Be warned - it's a lengthy debate ;)

------
aniijbod
Ok, I get it, we're all looking at page design and visualisation issues, which
is the kind of thing we do here. But isn't anyone going to just marvel and
express wonder and astonishment at the sheer majesty of the extraordinary
achievements described in the videos?

------
ajford
This was definitely a fun project to be a part of (the reboot, not the chrome
experiment). We out here at the Arecibo Observatory are proud to be a part of
this moment in history. It was a joy to work with Dennis Wingo and his team,
they are definitely cool guys.

------
pronoiac
A live webcast is running -
[http://spacecraftforall.com/live](http://spacecraftforall.com/live)

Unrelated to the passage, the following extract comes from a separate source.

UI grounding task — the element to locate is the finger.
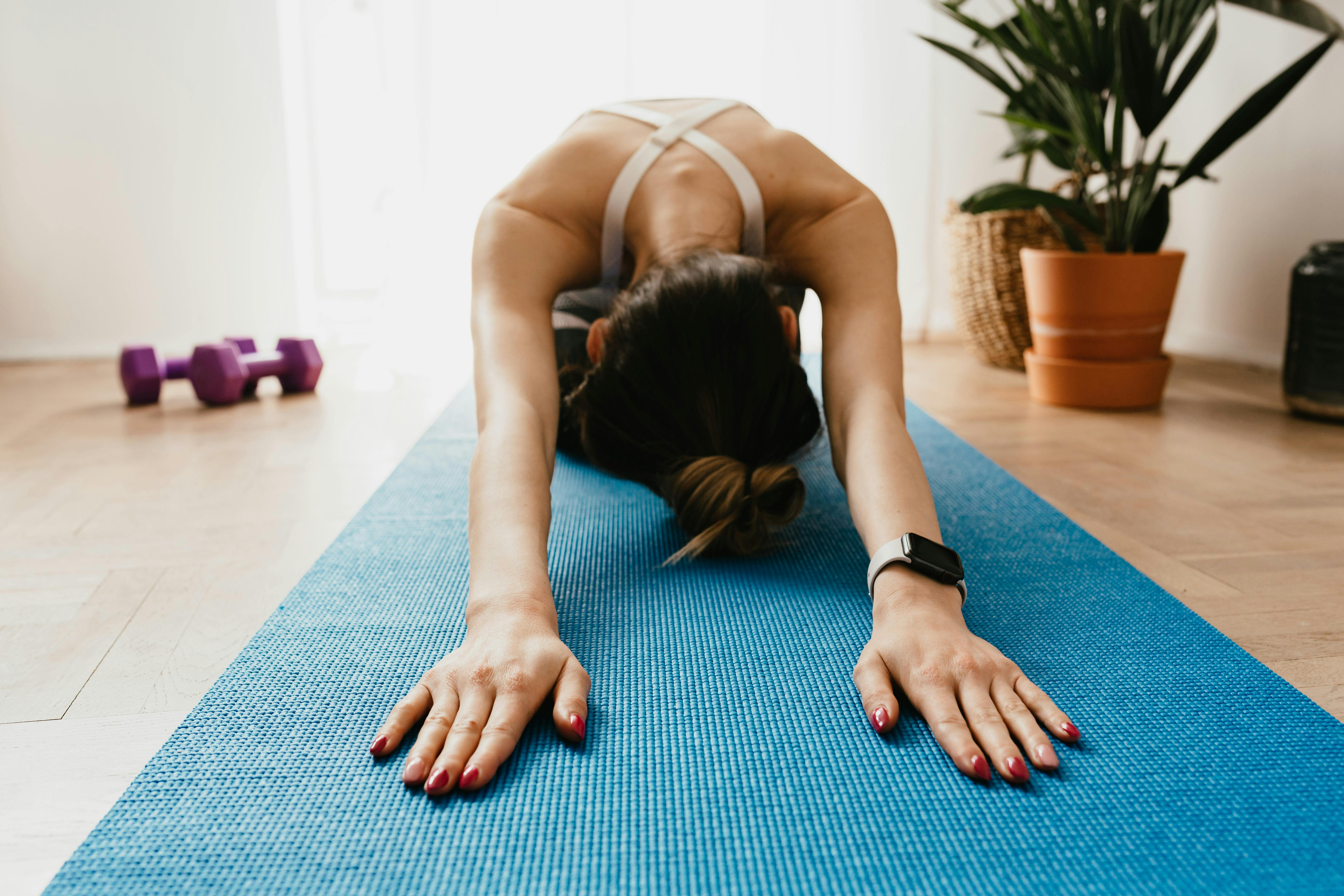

Edit: Here's the Hangout link:
[https://www.youtube.com/watch?v=SdtUIXPjVgk](https://www.youtube.com/watch?v=SdtUIXPjVgk)

------
3rd3
I find it frustrating that one can only rotate the view within a limited
range. Otherwise great work!

------
manish_gill
Doesn't work on latest Chrome at all, but works beautifully in my Firefox
Nightly.

------
snowwrestler
For others wondering how to escape this page on an iPhone, rotate to a
vertical orientation to show the address bar, then tap the address bar to
bring up the Safari controls.

------
kgabis
This page is barely usable and almost fried my mac. Kinda reminds me websites
built with flash. Is there any other way to watch that video about ISEE-3?

------
nitrogen
Though it says "Chrome Experiment", it seems to work mostly okay in Firefox,
but occasionally some things seem to be missing from the view.

------
FrankenPC
What an incredibly well done presentation.

------
pepijndevos
Why are there loops in the heliocentric orbit?

------
kp25
Great Stuff!!